Rebuild and Adjust Santa Cruz VPP Suspension Pivots
This past year I started riding a Santa Cruz Blur LT. Lots of cool things to love about this bike, but in this post I’m going to focus on the suspension bearings. The pivots on this bike are designed rather brilliantly, and for how good they are, I haven’t seen Santa Cruz brag nearly enough about it. So here’s my tech write up…
Most full suspension bikes use some sort of four pivot design that typically results in eight or more bearings pressed into the frame connecting chainstays, seatstays, a linkage and the shock to the front triangle. VPP suspension is designed much differently, with a one piece rear triangle and two linkages that hold everything together. The bearings are pressed into the linkages and the whole package ends up being very stiff laterally.
The really cool part about this system is the adjustability. Other designs utilize a cartridge bearing with spacers and a bolt that sandwiches everything together and doesn’t allow for any adjustment. The Santa Cruz system is set up like a cup and cone hub and you can actually adjust the bearing preload. Photos follow…
This is how the pivots appear on the surface. On other bikes, if you have a loose pivot, you check torque on the bolt and that can tighten it up. Not so here. You can crank down on that bolt until it snaps, but if the pivot axle is loose, it won’t help at all. So let’s go in depth.
Loosen the bolt and remove it.
The gold-colored washer behind the bolt has an allen head in it, but it isn’t actually threaded into anything. You can use an allen key to turn in and pop it out of the pivot axle. Notice how it tapers down.
Now you can un-thread the pivot axle. The pivot axle threads into the frame and tightens up on the bearings. Notice how the end of the axle has four vertical slits in it. The conical washer tightens into these and expands them, locking the pivot axle in place so it can’t loosen or tighten. Brilliant!
The bearings themselves are open on one size and have a removable cover that lets you re-grease them. The idea is that this system is so easy to rebuild that you can do it more frequently and the bearings will last longer.

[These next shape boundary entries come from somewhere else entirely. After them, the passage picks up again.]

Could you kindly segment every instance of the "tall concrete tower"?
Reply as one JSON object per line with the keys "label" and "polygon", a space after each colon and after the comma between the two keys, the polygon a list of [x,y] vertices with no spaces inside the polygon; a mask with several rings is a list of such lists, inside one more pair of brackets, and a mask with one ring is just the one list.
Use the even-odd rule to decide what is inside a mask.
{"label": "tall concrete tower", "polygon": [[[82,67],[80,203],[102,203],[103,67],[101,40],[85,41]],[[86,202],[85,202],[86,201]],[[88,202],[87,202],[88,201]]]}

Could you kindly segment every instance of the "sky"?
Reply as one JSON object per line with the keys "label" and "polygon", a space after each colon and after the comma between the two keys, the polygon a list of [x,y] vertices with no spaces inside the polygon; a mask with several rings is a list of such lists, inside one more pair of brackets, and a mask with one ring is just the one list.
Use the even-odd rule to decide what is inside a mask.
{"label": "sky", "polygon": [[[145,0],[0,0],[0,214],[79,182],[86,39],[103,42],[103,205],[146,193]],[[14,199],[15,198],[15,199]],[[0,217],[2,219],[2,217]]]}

The upper link in its entirety. All the bearings are pressed into here, so if you do need to replace them you just unbolt the link and press them out in a vise. No need to awkwardly do it on the bike stand or remove chainstays, seatstays, etc.
You’ll notice everything in my photos has grease on it. Grease it up thoroughly or you can get some wicked creaking. Once lubed up however they’re nice and quiet.
To reassemble and readjust:
1. Make sure the black bearing cover is in place.
2. Slide the pivot axle into place and thread it in. Tighten until there is no play – SC recommends a torque value of roughly 35 in/lbs.
3. Place the gold washer into the end of the pivot axle, making sure the smaller end is facing the frame.
4. Thread and tighten the allen bolt. M5 bolts should be tightened to 100 in/lbs and M6 bolts to 110 in/lbs.